Multiple news in the last few days points towards Twitter and Facebook becoming serious forces in the world of “local”.
First, in yet another chapter of Twitter’s improvements to become locally relevant, it has started rolling out its “local trends” for a series of US cities and ome countries (probably based on the ones with the most usage).
Screenshot source: Techcrunch
On a related note, the Kelsey Group analysts issued five predictions for 2010 and one of them is “location and geotargeted advertising will represent a long-elusive revenue stream for Twitter and for third parties that mash up Twitter streams and location data.” They also suggest Facebook will also “integrate automatic location detection
into the status updates” .
Third, supporting the permanent shift of user behavior towards sites like Facebook and Twitter, Forrester reports that “a third of all Internet users in the U.S. now post status updates on social networking services like Twitter and Facebook at least once per week.”

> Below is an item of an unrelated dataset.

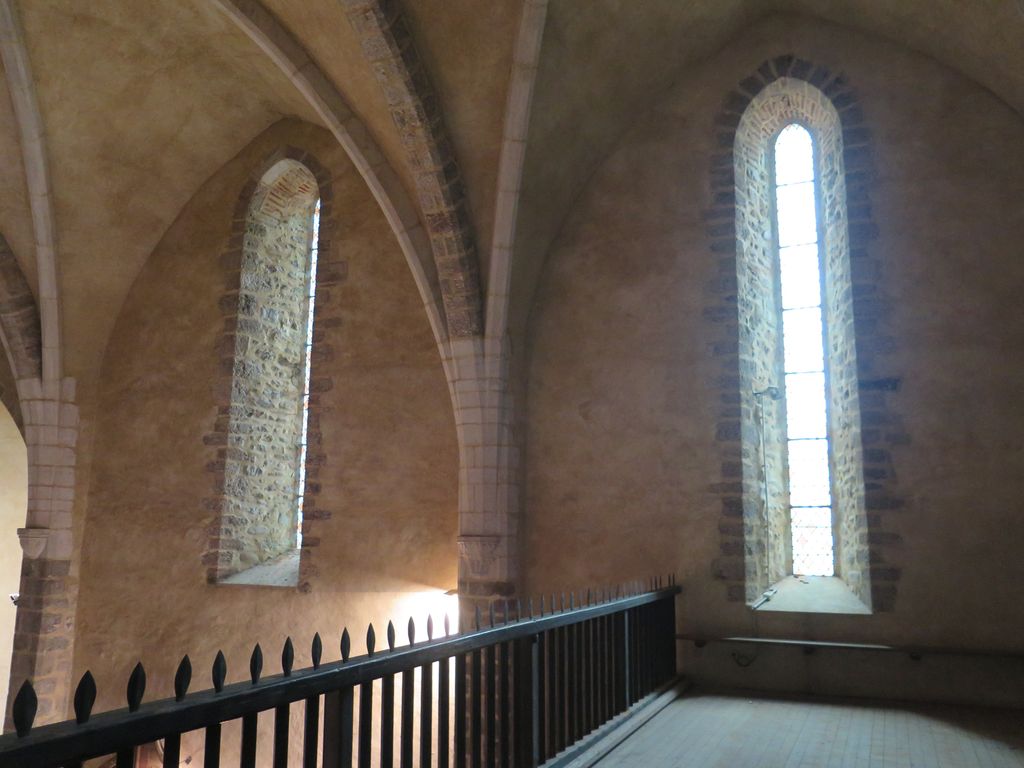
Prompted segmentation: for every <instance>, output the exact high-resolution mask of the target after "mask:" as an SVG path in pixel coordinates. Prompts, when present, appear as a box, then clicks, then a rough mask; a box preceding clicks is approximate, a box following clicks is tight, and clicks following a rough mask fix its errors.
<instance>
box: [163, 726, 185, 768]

Fourth, David Hornik, a well-known American investor, recently attended a Procter & Gamble (P&G) outreach event in Silicon Valley. Asked what they thought of Twitter, Hornik writes: “To P&G, Twitter is a great broadcast medium — it is best for one to many communications that are short bursts of timely information — but as good as it is for timely information, the P&G folks do not view it as particularly relevant to what they are doing on the brand building and advertising side. For those things that Proctor & Gamble thinks are most interesting and important, they do not believe that Twitter will ever approach the value they can get out of a Google or Facebook.” This reminds me of what big brands think of Yellow Pages as a medium. They don’t understand it but it’s still drives business for millions of advertisers. Twitter will be (is?) all about the same thing. And for the record, I’ve always thought packaged-goods companies could have made a killing with Yellow Pages by making their product information locally-relevant…
Fifth, Hitwise’s traffic reports in Australia (as reported in ReadWriteWeb) show that “For perhaps the first time ever, social networking sites have surpassed the traffic search engines receive”. That would explain why in the long run Google is afraid of the new conversational capacity of sites like Facebook and Twitter. And why they’re racing to
introduce social functionalities within Google Maps.